ZooKeeper Google Summer of Code 2010 Ideas Page

Please update this page with ideas you'd like to see a SoC student implement in ZooKeeper over the summer. A good project is about 3 months long and has well defined success criteria.

If you are willing and able to mentor a student in any project you see below that doesn't currently have a mentor, please update the idea with your name.

More details about Google's Summer of Code can be found here: http://socghop.appspot.com/document/show/gsoc_program/google/gsoc2010/faqs - the deadline for our applications is Friday, so get those ideas coming in!

(Note that the mentorship assignment is tentative in some cases - every project can be mentored, however!)


Optimizations for WAN Deployments

Possible Mentor

Henry Robinson (henry at apache dot org)

Requirements

Java, some networking familiarity

Description

ZK 3.3.0 added observers which are non-voting members of a ZK ensemble. One use case for observers is as a proxy to a remote voting ensemble, say in a different data center. Since observers do not need to vote, there are less strict latency requirements on the delivery of messages to them. WAN traffic is also expensive. This project would investigate and implement batching of messages to observers, and potential mechanisms for decreasing the number of messages that need to be sent. For example, a destructive update to a znode twice in a row does not theoretically need to be sent twice - although making this work correctly with ZAB will be a challenge.


FUSE module for BookKeeper

Possible Mentor

Ben Reed (breed at apache dot org) & Patrick Hunt (phunt at apache dot org)

Requirements

C/Java, some networking familiarity

Description

BookKeeper is a distributed write ahead log with client & server written in Java. BookKeeper client & server also use ZooKeeper. There is a BookKeeper API that clients can use to integrate write ahead logging into their application. It would be a lot easier if applications could use BK without changes to the client application through use of a file system api (FUSE). The project would involve implementing a C interface for BookKeeper (Java already exists) and implementing the FUSE module.

Example use: the write ahead log in mysql, called binlogs are typically written to the local filesystem using the std filesystem api. We could modify mysql to use BooKeeper, however if we had a BK FUSE module we could run it (mysql) w/o any modification and get the performance/reliability of a distributed write ahead log.


Web-based Administrative Interface

Possible Mentor

Henry Robinson (henry at apache dot org)

Requirements

Modern web platform - e.g. Django. Some design or UI skills would help. Java for adding methods to ZooKeeper.

Description

ZooKeeper is a complex distributed system.

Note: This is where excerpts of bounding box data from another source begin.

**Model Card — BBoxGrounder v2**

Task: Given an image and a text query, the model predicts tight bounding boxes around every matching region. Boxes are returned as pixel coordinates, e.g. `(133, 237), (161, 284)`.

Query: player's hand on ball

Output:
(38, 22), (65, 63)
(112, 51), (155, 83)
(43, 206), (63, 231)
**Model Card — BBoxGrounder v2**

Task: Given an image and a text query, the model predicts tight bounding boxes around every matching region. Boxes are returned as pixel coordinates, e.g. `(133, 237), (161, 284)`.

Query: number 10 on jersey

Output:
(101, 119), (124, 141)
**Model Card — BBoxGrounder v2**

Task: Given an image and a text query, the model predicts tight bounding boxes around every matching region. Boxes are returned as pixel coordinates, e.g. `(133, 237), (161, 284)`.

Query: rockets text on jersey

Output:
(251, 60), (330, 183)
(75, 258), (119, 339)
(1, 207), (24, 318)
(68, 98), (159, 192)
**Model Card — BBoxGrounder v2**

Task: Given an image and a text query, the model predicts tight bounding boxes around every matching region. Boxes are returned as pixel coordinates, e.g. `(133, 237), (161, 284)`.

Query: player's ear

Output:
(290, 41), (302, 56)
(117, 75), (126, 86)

Understanding how well it is running is tremendously important. Patrick Hunt has created a Django-based dashboard (see http://github.com/phunt/zookeeper_dashboard#readme) that allows some insight into how ZooKeeper is running. This is a great foundation on which to build; however there are improvements that could be made! This project would capture much more information from ZooKeeper, adding hooks to retrieve it where necessary and visualise it in a appealing and useful way. Integration with Ganglia would be a definite plus.


Failure Detector Module

Possible Mentor

Henry Robinson (henry at apache dot org)

Requirements

Java, some distributed systems knowledge, comfort implementing distributed systems protocols

Description

ZooKeeper servers detects the failure of other servers and clients by counting the number of 'ticks' for which it doesn't get a heartbeat from other machines. This is the 'timeout' method of failure detection and works very well; however it is possible that it is too aggressive and not easily tuned for some more unusual ZooKeeper installations (such as in a wide-area network, or even in a mobile ad-hoc network).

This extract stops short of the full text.